Published By: Central Avenue
Released On: 05/04/2022
The third book in the darkly romantic Gentleman Spy Mysteries.
Eliza Broad has overcome trauma and loss to become the confident woman and spy she is today, much in thanks to the care and attention of Sir Henry March, spy to the Crown. Fellow spy and good friend to Sir Henry, Allen Strathem has loved Eliza from the moment he first set eyes on her. But out of respect, he never told her and left England for a mission on the Crimea with his secret buried deeply. But the memory of Eliza kept him sane during the relentless horrors of his captivity.
When he returns, Eliza is tasked with helping Allen recover, and she dedicates herself to restoring the sparkle in his eyes and banishing the specters of his Russian captivity.

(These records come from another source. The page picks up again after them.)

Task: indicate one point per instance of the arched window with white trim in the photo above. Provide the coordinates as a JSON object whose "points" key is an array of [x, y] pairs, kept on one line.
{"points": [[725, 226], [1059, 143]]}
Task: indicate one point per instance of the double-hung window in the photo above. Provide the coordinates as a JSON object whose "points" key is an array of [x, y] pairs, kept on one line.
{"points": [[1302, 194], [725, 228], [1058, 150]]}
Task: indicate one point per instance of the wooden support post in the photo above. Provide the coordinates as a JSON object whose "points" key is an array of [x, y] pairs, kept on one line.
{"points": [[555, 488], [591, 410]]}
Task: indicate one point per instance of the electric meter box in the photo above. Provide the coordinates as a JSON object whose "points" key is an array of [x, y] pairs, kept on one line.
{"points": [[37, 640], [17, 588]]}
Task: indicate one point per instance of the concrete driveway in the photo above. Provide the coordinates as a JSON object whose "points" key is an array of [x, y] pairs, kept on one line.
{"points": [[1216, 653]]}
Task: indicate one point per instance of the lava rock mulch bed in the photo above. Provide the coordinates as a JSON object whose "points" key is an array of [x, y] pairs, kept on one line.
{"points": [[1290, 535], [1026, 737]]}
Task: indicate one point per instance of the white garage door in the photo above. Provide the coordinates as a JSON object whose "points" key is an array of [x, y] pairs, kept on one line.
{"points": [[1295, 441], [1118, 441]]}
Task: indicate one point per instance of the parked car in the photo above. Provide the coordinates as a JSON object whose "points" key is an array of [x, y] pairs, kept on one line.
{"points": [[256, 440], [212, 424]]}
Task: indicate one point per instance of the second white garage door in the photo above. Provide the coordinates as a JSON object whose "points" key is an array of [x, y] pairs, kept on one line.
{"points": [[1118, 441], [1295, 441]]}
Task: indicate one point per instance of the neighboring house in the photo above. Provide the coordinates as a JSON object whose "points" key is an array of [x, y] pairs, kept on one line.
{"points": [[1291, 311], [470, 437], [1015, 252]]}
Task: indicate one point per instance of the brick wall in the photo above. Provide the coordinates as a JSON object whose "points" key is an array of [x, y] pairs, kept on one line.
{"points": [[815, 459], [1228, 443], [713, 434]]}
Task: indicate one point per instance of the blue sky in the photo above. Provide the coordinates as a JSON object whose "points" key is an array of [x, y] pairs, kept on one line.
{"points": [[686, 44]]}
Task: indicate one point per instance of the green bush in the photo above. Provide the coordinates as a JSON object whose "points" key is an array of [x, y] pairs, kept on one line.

As Allen recuperates, and they realise danger has followed him back to England, Eliza is elated that Allen not only accepts her help, but respects her skill. Together they set a trap and defeat the man who tortured Allen, only to discover something far more dangerous afoot. With danger and intrigue around every corner, Eliza and Allen rely on and trust each other, and soon their once-buried love for each other becomes a driving force. The dangerous adventure they both share and thrive on binds them together, but will that be enough to protect them from those who wish to see them dead?
Thanks to Central Avenue for the advanced copy of this title in return for an honest review.
I was sent number 2 in this series “The Gentleman’s Daughter” before I’d read the first, “The Innkeeper’s Daughter”, so I bought that one first and then devoured both in a matter of days, so I was super keen that Bianca has continued the story in “The Memory of Her”.
This one is a bit more action-heavy right from the off. The character, story and world building have been built over the first two books, so much so that this one can get stuck in quite early on.
I found this one more…human. I felt the other two had a mystery, almost fantasy quality about them, whereas this one seems more accessible – if not completely relateable (unless you are a spy in the early 1800s).
What I particularly like is how the female characters are front and centre. It doesn’t shove feminism down your throat just for the sake of it; it just shows that even in the 19th Century, women were more than capable of holding their own against men, if only they’re given the chance.
I like how restrained this book is. Let me explain what I mean by that. It must be so tempting when writing a spy book – no matter the era it is set in – to throw everything and the kitchen sink at it, and make it very fantasy and make-believe. But this is concise, with only what is needed, and yet it still feels fast paced, exciting, and thrilling, but real.
I am super excited to see another in the series is due in 2023; I could read this series forever and I sincerely hope Bianca continues to write instalments for many years to come.